Her eyes flicked down from his glasses to the slight smile that tugged at one corner of his mouth. A glint of light caught on his lip ring, causing the silver to flash.
Suddenly it was too hard to breathe. She wanted to feel that tiny slip of metal against her own lips, to kiss him. As if that would somehow help her catch her breath.
But she couldn’t escape the feeling that there was something about the moment, something about his very presence that she wasn’t grasping. It was as if her mind had misplaced some vital bit of information. Or lost it entirely.
“What—what are you doing here?” she asked him, because it was the one question that kept pushing all the others out of the way.
One of his eyebrows drifted above the top edge of his sunglasses. His half smile remained in place. “I came to pick you up,” he said. “You’re my girlfriend. I do that now, remember?”
Girlfriend.
The word felt like a switchblade to her heart. The pain it evoked was more tender than sharp, though, the kind that comes along with saying good-bye to a friend you know you’ll never see again.
“C’mon,” he said before she could ask any more questions. He began to turn away and she felt his hand tighten around hers, squeezing, tugging her after him. “We should go.”
Isobel found herself following him, her steps falling in stride with his.She wanted to look back, to see who’d been watching and who had noticed. Certainly Coach had seen her go. Isobel couldn’t understand why Coach wasn’t yelling at her right that very second, shouting for her to come back and that practice wasn’t over until after cooldown. But she didn’t have time to turn around. She and Varen had already reached the double doors that led out into the school’s rear parking lot.
They pushed through, greeted by a cascade of snow that poured from above, the gray-purple clouds all but blotting out the sky, leaving no room for the cold winter sun.
Varen’s black 1967 Cougar sat alone in the empty parking lot, a dark inkblot surrounded by a sea of vacant whiteness.
Isobel frowned. Where were all the other cars? Where was the line of minivans and SUVs waiting to pick up the rest of the squad? Where was Coach’s hulking, rust-red Suburban?
“I need to show you something,” she heard Varen say, though he didn’t turn around.
Isobel’s focus narrowed in on the nape of his neck, the place where his hair, black and silken, jagged as crows’ feathers, brushed the collar of his T-shirt.
Had she only just noticed how long it had grown?

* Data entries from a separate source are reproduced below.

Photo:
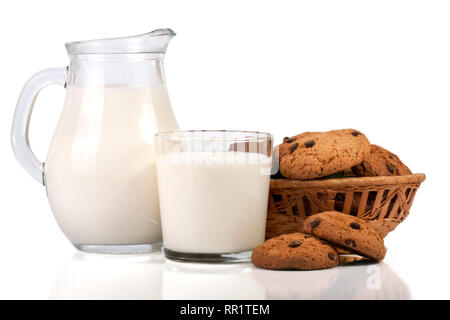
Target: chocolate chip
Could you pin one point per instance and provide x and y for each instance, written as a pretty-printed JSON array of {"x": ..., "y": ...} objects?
[
  {"x": 350, "y": 243},
  {"x": 295, "y": 244},
  {"x": 315, "y": 223},
  {"x": 355, "y": 225},
  {"x": 293, "y": 147},
  {"x": 390, "y": 167},
  {"x": 310, "y": 143}
]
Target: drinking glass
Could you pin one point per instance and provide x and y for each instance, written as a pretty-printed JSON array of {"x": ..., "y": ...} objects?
[{"x": 213, "y": 188}]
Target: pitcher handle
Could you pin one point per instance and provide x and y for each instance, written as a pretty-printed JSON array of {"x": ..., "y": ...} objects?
[{"x": 21, "y": 122}]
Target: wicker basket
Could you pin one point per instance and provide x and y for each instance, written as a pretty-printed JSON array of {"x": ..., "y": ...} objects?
[{"x": 384, "y": 202}]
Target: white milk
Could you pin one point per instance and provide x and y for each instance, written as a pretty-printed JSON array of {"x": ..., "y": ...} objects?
[
  {"x": 100, "y": 171},
  {"x": 213, "y": 202}
]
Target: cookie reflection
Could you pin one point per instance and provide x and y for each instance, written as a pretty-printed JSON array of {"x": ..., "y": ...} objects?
[
  {"x": 92, "y": 276},
  {"x": 210, "y": 281},
  {"x": 357, "y": 280}
]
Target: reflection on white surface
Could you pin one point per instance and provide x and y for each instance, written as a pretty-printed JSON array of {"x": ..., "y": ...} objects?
[
  {"x": 95, "y": 276},
  {"x": 210, "y": 281},
  {"x": 150, "y": 276}
]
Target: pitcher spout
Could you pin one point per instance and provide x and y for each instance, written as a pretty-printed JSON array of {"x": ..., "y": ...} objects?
[{"x": 155, "y": 41}]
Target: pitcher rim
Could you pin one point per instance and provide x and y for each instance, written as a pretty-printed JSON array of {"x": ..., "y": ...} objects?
[{"x": 155, "y": 41}]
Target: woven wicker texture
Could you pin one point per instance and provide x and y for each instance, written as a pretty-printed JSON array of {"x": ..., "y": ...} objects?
[{"x": 383, "y": 202}]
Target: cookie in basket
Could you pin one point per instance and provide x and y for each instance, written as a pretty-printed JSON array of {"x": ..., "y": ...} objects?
[
  {"x": 381, "y": 162},
  {"x": 312, "y": 155},
  {"x": 295, "y": 251},
  {"x": 347, "y": 231}
]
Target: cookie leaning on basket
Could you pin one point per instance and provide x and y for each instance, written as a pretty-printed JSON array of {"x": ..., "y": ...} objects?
[
  {"x": 339, "y": 170},
  {"x": 312, "y": 155},
  {"x": 317, "y": 247}
]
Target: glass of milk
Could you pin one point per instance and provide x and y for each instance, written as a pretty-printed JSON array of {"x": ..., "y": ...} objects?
[{"x": 213, "y": 191}]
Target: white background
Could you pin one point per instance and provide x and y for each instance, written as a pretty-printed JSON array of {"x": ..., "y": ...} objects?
[{"x": 285, "y": 67}]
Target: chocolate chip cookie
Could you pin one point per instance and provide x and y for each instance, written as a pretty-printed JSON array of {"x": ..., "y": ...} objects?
[
  {"x": 295, "y": 251},
  {"x": 381, "y": 162},
  {"x": 312, "y": 155},
  {"x": 347, "y": 231}
]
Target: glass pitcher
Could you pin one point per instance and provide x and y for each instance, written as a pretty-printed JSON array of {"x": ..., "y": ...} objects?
[{"x": 100, "y": 171}]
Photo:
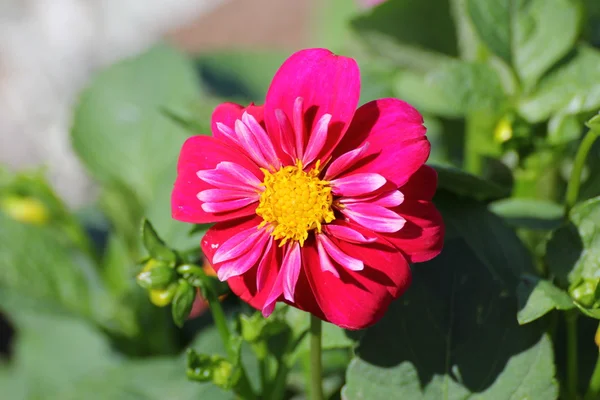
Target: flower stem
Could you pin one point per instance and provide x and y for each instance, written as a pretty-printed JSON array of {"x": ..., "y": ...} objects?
[
  {"x": 243, "y": 386},
  {"x": 593, "y": 392},
  {"x": 572, "y": 367},
  {"x": 578, "y": 164},
  {"x": 316, "y": 384}
]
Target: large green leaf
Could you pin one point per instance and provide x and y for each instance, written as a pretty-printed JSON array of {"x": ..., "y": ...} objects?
[
  {"x": 453, "y": 89},
  {"x": 463, "y": 183},
  {"x": 410, "y": 22},
  {"x": 529, "y": 213},
  {"x": 523, "y": 32},
  {"x": 572, "y": 88},
  {"x": 453, "y": 335},
  {"x": 54, "y": 272},
  {"x": 538, "y": 297},
  {"x": 573, "y": 252},
  {"x": 496, "y": 245},
  {"x": 245, "y": 76},
  {"x": 119, "y": 131}
]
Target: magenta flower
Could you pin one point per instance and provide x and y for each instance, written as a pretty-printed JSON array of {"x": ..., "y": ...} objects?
[{"x": 317, "y": 204}]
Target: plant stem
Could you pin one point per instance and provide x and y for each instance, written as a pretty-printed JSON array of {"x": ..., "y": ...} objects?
[
  {"x": 316, "y": 381},
  {"x": 572, "y": 367},
  {"x": 243, "y": 386},
  {"x": 593, "y": 392},
  {"x": 578, "y": 164}
]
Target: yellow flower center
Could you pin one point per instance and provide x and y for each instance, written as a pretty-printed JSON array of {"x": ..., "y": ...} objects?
[{"x": 295, "y": 202}]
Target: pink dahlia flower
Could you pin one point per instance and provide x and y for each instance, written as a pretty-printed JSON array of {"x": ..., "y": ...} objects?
[{"x": 316, "y": 203}]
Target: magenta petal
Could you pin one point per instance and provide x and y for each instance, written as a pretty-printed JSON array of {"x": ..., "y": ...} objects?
[
  {"x": 326, "y": 83},
  {"x": 325, "y": 262},
  {"x": 262, "y": 272},
  {"x": 396, "y": 136},
  {"x": 357, "y": 184},
  {"x": 204, "y": 153},
  {"x": 338, "y": 255},
  {"x": 263, "y": 140},
  {"x": 347, "y": 234},
  {"x": 374, "y": 217},
  {"x": 292, "y": 262},
  {"x": 344, "y": 161},
  {"x": 237, "y": 245},
  {"x": 317, "y": 140},
  {"x": 226, "y": 206},
  {"x": 237, "y": 266},
  {"x": 214, "y": 195}
]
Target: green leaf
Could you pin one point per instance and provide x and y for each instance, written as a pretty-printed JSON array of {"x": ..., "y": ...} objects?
[
  {"x": 410, "y": 22},
  {"x": 537, "y": 297},
  {"x": 241, "y": 75},
  {"x": 119, "y": 130},
  {"x": 572, "y": 88},
  {"x": 523, "y": 32},
  {"x": 453, "y": 335},
  {"x": 463, "y": 183},
  {"x": 453, "y": 89},
  {"x": 155, "y": 246},
  {"x": 497, "y": 246},
  {"x": 529, "y": 213},
  {"x": 573, "y": 254},
  {"x": 51, "y": 352}
]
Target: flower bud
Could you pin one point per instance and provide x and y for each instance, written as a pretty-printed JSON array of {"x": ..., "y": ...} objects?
[
  {"x": 163, "y": 297},
  {"x": 158, "y": 277},
  {"x": 25, "y": 209},
  {"x": 182, "y": 302}
]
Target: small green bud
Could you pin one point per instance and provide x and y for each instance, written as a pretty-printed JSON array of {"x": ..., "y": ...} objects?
[
  {"x": 182, "y": 302},
  {"x": 156, "y": 278},
  {"x": 163, "y": 297},
  {"x": 585, "y": 293}
]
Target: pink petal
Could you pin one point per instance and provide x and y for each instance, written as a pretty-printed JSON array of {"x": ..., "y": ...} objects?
[
  {"x": 391, "y": 198},
  {"x": 374, "y": 217},
  {"x": 325, "y": 262},
  {"x": 230, "y": 175},
  {"x": 214, "y": 195},
  {"x": 396, "y": 136},
  {"x": 346, "y": 160},
  {"x": 286, "y": 280},
  {"x": 317, "y": 140},
  {"x": 264, "y": 142},
  {"x": 347, "y": 234},
  {"x": 225, "y": 115},
  {"x": 338, "y": 255},
  {"x": 292, "y": 262},
  {"x": 237, "y": 245},
  {"x": 299, "y": 129},
  {"x": 227, "y": 206},
  {"x": 250, "y": 144},
  {"x": 242, "y": 264},
  {"x": 263, "y": 268},
  {"x": 422, "y": 237},
  {"x": 286, "y": 135},
  {"x": 327, "y": 84},
  {"x": 204, "y": 153},
  {"x": 357, "y": 184}
]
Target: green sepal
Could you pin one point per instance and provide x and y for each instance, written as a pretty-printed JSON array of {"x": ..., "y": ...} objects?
[
  {"x": 158, "y": 277},
  {"x": 182, "y": 302}
]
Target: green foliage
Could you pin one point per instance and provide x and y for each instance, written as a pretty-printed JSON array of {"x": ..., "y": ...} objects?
[{"x": 523, "y": 32}]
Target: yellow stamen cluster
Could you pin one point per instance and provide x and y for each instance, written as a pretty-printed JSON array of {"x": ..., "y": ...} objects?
[{"x": 295, "y": 202}]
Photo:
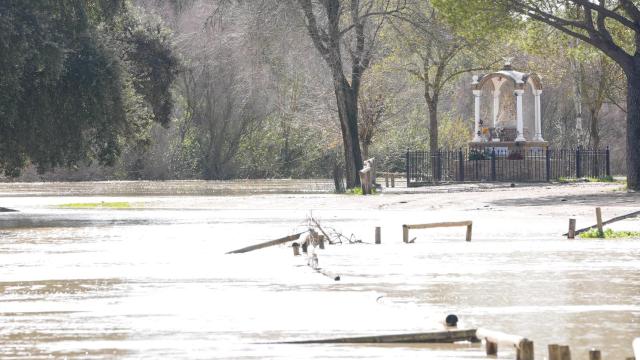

A breeze whipped past them, and his bare arms made her wonder why he hadn’t worn his jacket.
“Varen, where are we going?”
“You’ll see,” was his only response as he hurried her through the parking lot. Beneath their feet, the snow, still fresh and powdery, made no sound.
Reaching the Cougar, he opened and held the passenger-side door for her, the cab light illuminating the familiar burgundy interior.
She hesitated and glanced back to Varen. Shifting his weight from one foot to the other, he gestured to the upholstery. “Yeah,” he said, “sorry about that. Still waiting on those mink seat covers.”
Isobel shot him a wry smile. Before she could return his trademark sarcasm with her own dry quip, though, something about his appearance made her pause.
There was something missing. Something off . . .
She realized that even though she was looking straight at him, she could not see herself in the mirrored lenses of his glasses, only the reflection of blackened trees standing in rows behind her, their thin prison-bar trunks still visible through the thickening screen of falling snow.
In the reflection, a large ebony bird lifted off from one of the twisted branches, and the sound of its beating wings caused her to flinch and whirl. But when she looked, there were no trees. No bird. Only the rigid outline of Trenton High’s neo-Gothic facade.